RSS
Логотип
Баннер в шапке 1
Баннер в шапке 2

SAS In-Memory Statistics for Hadoop

Product
Developers: SAS Institute Inc. (SAS Institute)
Date of the premiere of the system: 2014/04/24
Technology: BI

SAS In-Memory Statistics for Hadoop is the system for the analysis of "Big Data" using in-memory technology having a broad spectrum of analytical algorithms for a research and modeling in distributed environment of Hadoop.

On September 17, 2014 it became known of release of a new product by SAS company for the analysis of Big Data using in-memory technology - SAS In-Memory Statistics for Hadoop.

The solution works by the principle of interactive programming and allows at once several users to study and analyze jointly data, to create and compare models, to work quickly with large volumes of information on the basis of Hadoop technology.

For the companies of Hadoop which are looking for options of use it is important to have a possibility of use of the most different methods of the analysis, including profound analytics, on huge amounts of data for which it is potentially supposed to use Hadoop.

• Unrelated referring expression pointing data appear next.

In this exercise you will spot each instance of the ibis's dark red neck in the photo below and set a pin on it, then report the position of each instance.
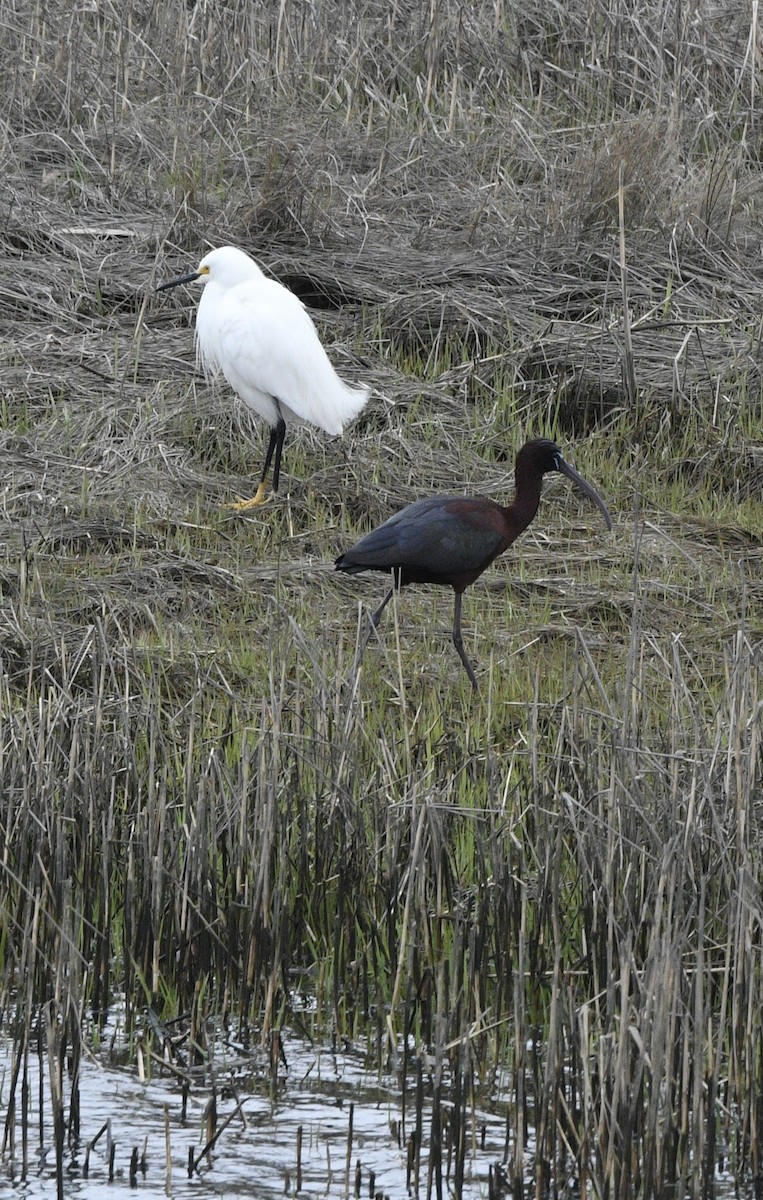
(524, 505)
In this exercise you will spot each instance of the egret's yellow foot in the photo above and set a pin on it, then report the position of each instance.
(256, 501)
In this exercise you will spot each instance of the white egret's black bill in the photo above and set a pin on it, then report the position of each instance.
(182, 279)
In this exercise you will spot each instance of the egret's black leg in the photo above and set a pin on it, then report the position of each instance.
(277, 439)
(377, 616)
(275, 444)
(458, 641)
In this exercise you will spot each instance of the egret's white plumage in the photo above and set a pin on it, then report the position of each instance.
(259, 336)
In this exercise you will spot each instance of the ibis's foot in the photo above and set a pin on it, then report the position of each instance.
(256, 501)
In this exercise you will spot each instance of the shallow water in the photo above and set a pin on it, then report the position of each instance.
(257, 1153)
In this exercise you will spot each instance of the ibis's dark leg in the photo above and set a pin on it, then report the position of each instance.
(275, 444)
(458, 641)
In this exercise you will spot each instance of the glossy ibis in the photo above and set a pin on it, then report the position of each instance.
(452, 539)
(259, 336)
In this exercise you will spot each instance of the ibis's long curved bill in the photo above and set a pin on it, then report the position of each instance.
(182, 279)
(586, 487)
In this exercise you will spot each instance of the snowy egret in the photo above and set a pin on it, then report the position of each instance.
(260, 337)
(452, 539)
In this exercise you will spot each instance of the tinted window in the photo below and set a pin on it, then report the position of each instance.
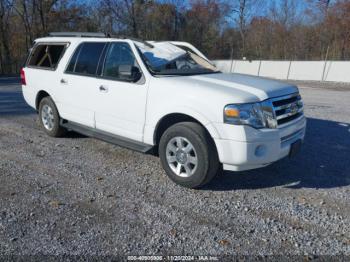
(87, 58)
(72, 62)
(46, 55)
(119, 54)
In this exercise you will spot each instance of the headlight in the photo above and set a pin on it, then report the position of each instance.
(245, 114)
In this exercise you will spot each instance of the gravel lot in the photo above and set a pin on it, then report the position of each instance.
(80, 196)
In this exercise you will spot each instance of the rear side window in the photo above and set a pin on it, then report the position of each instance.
(46, 56)
(86, 58)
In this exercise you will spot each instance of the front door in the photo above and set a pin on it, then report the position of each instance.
(121, 101)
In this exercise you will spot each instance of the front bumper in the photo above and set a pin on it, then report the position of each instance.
(243, 147)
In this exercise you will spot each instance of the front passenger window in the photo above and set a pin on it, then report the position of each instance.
(119, 61)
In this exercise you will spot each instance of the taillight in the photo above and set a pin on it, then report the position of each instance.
(23, 77)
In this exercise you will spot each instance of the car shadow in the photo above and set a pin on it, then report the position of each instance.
(324, 162)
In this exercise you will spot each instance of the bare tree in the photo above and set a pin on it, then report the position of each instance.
(5, 11)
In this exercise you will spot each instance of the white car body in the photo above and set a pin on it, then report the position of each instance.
(134, 110)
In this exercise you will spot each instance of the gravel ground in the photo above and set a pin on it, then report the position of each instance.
(80, 196)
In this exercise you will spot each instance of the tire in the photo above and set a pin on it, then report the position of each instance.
(49, 118)
(187, 167)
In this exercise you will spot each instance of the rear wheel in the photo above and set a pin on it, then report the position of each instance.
(188, 155)
(49, 118)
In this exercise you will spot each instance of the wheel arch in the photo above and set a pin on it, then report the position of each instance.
(170, 119)
(41, 94)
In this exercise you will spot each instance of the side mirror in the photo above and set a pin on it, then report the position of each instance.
(129, 73)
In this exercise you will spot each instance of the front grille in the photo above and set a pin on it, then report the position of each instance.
(279, 111)
(287, 108)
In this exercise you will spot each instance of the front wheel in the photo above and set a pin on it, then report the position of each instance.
(188, 155)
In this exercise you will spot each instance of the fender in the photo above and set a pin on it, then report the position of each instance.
(152, 124)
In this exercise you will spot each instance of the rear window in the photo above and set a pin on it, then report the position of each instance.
(46, 56)
(86, 58)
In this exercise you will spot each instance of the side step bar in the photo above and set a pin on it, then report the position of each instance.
(107, 137)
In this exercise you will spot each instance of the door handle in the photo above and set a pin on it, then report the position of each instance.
(104, 89)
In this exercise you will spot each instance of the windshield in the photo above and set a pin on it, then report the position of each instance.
(165, 58)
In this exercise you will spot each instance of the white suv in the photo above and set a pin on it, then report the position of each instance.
(162, 97)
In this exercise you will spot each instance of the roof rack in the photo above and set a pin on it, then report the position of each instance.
(76, 34)
(132, 39)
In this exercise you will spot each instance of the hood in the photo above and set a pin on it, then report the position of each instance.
(248, 88)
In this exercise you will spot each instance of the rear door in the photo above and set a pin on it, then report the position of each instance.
(120, 103)
(79, 85)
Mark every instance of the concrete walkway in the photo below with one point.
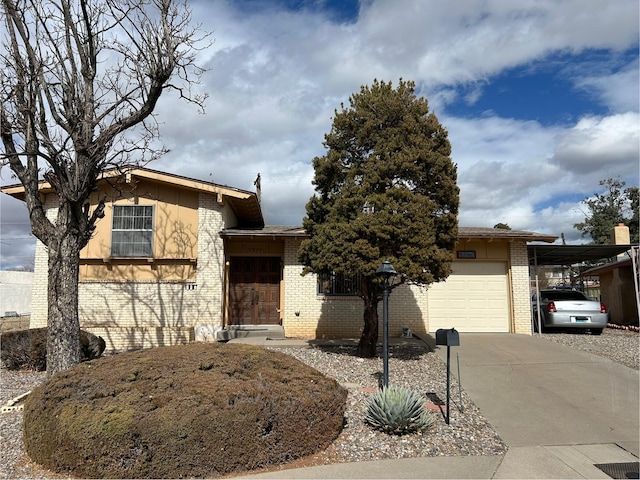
(560, 410)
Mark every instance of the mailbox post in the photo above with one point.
(450, 338)
(386, 271)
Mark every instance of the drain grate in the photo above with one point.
(621, 470)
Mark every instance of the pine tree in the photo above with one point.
(385, 191)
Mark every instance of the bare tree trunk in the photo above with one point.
(63, 339)
(369, 338)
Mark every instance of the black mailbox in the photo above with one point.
(448, 337)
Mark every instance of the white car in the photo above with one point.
(569, 309)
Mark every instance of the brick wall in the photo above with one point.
(309, 315)
(520, 287)
(39, 292)
(131, 315)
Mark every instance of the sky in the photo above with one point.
(540, 99)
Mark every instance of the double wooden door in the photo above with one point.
(254, 291)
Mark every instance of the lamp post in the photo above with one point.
(387, 271)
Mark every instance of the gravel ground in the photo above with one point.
(410, 365)
(621, 346)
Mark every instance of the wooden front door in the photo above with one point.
(254, 291)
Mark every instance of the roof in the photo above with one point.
(625, 263)
(245, 204)
(572, 254)
(266, 231)
(499, 233)
(463, 233)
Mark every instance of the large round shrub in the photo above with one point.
(199, 410)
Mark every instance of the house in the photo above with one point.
(619, 280)
(174, 254)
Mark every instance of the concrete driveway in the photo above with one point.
(554, 406)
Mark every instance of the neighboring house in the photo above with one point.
(174, 253)
(619, 280)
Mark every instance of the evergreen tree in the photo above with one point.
(385, 190)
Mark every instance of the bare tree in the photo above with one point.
(79, 82)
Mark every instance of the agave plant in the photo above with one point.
(397, 410)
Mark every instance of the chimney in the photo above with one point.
(620, 235)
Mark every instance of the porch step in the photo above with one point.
(243, 331)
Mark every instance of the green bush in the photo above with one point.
(27, 349)
(198, 410)
(397, 410)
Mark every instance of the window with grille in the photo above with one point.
(339, 284)
(132, 231)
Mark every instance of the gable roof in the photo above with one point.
(499, 233)
(245, 204)
(465, 233)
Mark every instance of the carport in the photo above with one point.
(568, 255)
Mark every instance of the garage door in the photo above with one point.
(475, 298)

The new product is suitable for the solution of such tasks.

The user of SAS In-Memory Statistics for Hadoop will get access to all main methods of statistical analysis and machine learning in the mode of interactive programming. Among them:

  • linear and logistic regressions,
  • generalized linear models,
  • decision trees and accidental wood,
  • forecasting of time series,
  • analysis of text data,
  • clustering, etc.

There is a possibility of execution of the auxiliary and main objectives:

  • prepare data for the analysis,
  • select significant predictors,
  • compare models,
  • create the code of application of models.

The product gives the chance of creation of the recommendatory systems using a big set of methods of their development. Such systems are demanded for the solution of a wide class of business challenges, including target marketing.

The Hadoop technology increases reliability of a system due to use of a server cluster that ensures safety of data at simultaneous reduction in cost of the hardware, high degree of scalability, lack of strict requirements to a format of data and their preprocessing.